Das Bundesamt für Sicherheit in der Informationstechnik (BSI) stellt ein freies Tool zur Überprüfung der Sicherheit von Systemen im Netzwerk zur Verfügung. Die so genannte BSI Open Source Security Suite (BOSS) beruht u.a. auf dem Schwachstellenscanner Nessus. Um die Benutzerfreundlichkeit von Nessus zu steigern, wurde eine grafische Oberfläche hinzugefügt. Nessus ist als Hackertool anwendbar. Nach dem Inkrafttreten des Paragrafen 202 c würde die BSI-Software illegal.

Unklare Nachbesserungen

Der Gesetzentwurf ist in der aktuellen Variante der größte Unsinn, der mir in meiner bisherigen Berufslaufbahn untergekommen ist. Es ist völlig unverständlich, warum das Bundesamt für Sicherheit in der Informationstechnik gegen diesen Unsinn nicht massiv interveniert hat.

Ende Mai 2007 hat der Bundestag mit den Stimmen von CDU/CSU, SPD, FDP und den Grünen das Gesetzesvorhaben in letzter Lesung verabschiedet. In einem persönlichen Gespräch mit dem stellvertretenden Vorsitzenden der CDU/CSU-Bundestagsfraktion Dr. Wolfgang Bosbach gelang es mir, seine Aufmerksamkeit auf eine Überarbeitung des Paragrafen 202 c vor dem Inkrafttreten zu lenken. Ein gemeinsamer Termin mit dem Innen- und Rechts-Ausschuss der CDU/CSU-Bundestagsfraktion konnte vor der Sommerpause jedoch nicht mehr erfolgen.
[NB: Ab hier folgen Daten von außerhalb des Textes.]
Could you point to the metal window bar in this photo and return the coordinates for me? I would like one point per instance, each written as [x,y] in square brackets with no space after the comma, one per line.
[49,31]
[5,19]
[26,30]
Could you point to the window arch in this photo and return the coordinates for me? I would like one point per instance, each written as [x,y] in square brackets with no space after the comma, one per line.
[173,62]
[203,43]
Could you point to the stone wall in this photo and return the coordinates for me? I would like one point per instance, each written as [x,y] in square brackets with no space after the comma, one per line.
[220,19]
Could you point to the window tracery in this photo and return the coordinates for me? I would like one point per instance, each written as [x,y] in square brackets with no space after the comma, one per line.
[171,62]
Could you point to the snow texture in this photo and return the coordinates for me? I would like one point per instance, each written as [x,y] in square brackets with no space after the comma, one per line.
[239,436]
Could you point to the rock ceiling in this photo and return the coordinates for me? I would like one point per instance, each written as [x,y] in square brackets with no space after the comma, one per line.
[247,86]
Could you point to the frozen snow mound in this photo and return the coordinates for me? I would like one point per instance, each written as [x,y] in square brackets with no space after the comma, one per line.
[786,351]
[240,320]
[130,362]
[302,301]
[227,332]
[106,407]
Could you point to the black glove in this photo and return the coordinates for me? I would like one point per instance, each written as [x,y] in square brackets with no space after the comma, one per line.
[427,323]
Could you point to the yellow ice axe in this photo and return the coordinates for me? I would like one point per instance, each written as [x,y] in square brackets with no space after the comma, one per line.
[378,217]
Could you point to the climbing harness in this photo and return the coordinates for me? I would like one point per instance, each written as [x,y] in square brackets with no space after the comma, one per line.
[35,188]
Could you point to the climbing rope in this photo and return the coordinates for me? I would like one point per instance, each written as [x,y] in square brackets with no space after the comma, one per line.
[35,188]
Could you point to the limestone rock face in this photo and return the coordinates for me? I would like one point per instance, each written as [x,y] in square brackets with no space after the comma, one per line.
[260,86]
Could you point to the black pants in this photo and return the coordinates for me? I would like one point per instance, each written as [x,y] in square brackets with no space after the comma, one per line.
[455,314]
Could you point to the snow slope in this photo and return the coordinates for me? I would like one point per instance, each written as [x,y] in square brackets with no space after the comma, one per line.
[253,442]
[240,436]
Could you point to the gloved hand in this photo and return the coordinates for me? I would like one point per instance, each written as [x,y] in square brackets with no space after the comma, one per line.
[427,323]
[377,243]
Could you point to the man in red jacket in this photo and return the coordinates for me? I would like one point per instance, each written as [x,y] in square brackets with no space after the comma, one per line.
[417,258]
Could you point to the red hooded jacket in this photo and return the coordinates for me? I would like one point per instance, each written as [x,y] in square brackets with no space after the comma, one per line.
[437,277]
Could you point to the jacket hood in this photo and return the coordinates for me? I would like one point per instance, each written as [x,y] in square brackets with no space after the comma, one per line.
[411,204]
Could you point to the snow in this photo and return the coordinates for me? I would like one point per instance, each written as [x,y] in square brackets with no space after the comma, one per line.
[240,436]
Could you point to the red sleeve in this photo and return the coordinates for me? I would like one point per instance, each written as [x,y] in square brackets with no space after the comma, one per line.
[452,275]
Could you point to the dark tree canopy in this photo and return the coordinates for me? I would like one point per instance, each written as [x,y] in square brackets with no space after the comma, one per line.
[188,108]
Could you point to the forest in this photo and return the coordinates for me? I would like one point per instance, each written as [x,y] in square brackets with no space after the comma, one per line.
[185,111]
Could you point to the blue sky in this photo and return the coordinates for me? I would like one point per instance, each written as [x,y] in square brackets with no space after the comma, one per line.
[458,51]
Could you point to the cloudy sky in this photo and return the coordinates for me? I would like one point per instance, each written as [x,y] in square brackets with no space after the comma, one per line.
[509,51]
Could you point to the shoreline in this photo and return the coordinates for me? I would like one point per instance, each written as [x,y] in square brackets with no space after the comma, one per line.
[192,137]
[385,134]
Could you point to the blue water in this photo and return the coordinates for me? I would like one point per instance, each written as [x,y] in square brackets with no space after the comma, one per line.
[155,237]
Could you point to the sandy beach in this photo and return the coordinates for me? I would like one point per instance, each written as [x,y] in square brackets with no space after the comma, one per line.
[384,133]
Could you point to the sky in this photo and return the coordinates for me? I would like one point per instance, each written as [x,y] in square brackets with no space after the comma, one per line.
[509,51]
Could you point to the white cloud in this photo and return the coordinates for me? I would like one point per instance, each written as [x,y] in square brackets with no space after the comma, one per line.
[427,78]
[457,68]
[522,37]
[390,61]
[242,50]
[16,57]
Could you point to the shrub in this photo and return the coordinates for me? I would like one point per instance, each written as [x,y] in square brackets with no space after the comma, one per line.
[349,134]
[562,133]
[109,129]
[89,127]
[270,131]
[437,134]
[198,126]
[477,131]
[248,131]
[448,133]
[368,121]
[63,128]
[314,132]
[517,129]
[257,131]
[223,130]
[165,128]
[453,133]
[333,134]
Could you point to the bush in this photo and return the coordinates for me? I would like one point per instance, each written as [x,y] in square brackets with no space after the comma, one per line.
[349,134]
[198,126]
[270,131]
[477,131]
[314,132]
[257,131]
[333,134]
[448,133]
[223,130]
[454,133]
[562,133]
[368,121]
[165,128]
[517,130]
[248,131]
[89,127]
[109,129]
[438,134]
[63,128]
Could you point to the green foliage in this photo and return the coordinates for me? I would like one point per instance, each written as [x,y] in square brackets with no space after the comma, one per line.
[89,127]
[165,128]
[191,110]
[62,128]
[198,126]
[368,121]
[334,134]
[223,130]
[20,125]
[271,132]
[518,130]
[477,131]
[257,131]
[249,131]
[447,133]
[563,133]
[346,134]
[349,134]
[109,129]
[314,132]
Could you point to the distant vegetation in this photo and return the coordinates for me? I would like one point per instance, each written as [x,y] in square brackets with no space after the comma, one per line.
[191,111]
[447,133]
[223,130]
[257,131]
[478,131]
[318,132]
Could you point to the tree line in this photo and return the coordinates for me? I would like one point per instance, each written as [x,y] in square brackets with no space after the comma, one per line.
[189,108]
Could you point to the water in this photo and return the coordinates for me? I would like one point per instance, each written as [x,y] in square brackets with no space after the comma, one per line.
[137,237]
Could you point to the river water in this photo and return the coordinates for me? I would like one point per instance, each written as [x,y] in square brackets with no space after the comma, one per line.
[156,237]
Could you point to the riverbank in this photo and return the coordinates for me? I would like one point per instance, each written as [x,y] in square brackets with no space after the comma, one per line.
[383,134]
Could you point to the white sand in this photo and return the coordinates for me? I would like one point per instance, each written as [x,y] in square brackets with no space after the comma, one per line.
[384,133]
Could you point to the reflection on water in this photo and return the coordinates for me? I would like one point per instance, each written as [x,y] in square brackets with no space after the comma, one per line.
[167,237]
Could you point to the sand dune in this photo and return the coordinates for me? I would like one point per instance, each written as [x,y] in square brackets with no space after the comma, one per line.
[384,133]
Der Rechtsausschuss des Deutschen Bundestages hat zwischenzeitlich eine Zusatzerklärung verabschiedet. Sie soll dafür sorgen, dass von der neuen Regelung nur Computerprogramme betroffen sind, mit denen Straftaten begangen werden können. Allerdings ist unklar, inwieweit diese Erklärung vor Gericht Berücksichtigung finden wird.

In der IT-Rechtsprechung sind schon bisher Urteile deutscher Gerichte nur selten einheitlich und auch nicht immer von IT-Experten nachvollziehbar. Der Paragraf 202 c eignet sich somit bestens, eine neue Dimension der Nichtnachvollziehbarkeit von Gerichtsurteilen herzustellen. Da der Gesetzentwurf noch nicht einmal eine eindeutige Definition dessen liefert, was überhaupt ein Hackerprogramm ist, müssen demnächst wohl die Richter die Hausaufgaben der Politik machen. Und das, obwohl kaum ein Richter in Deutschland IT-Expertenwissen aufweisen kann.

Eine glatte Sechs

Kurz: Die Novelle des Strafgesetzbuches, bei der u.a. der Paragraf 202 c eingeführt wurde, führt zu extrem negativen Auswirkungen in der Informations- und Innovationssicherheit. Sie belastet somit die Standortattraktivität Deutschlands. Hält ein Richter sich zukünftig an die Novelle, so werden aus verantwortungsvollen Leistungsträgern unserer Gesellschaft Kriminelle. Das Gesetz ist inhaltlich eine glatte Sechs. Das bereits überarbeite Gesetz bedarf dringend einer grundlegenden Überholung und zwar vor der Verkündung im Bundesgesetzblatt. Ohne eine solche Überarbeitung wird die IT-Sicherheit in Deutschland einen bislang nicht da gewesenen Einschnitt erleiden, da es Experten per Gesetz untersagt wird unverzichtbare Sicherheitsleistungen zu erbringen.

Einzig die Weigerung des Bundespräsidenten, seine Unterschrift zur Ausfertigung zu leisten, könnte das Inkrafttreten des Gesetzes verhindern. Zur Prüfung der vorgetragenen Punkte habe ich unsere Unterlagen und Ausarbeitungen dem Bundespräsidenten Dr. Horst Köhler zugestellt und um Prüfung gebeten.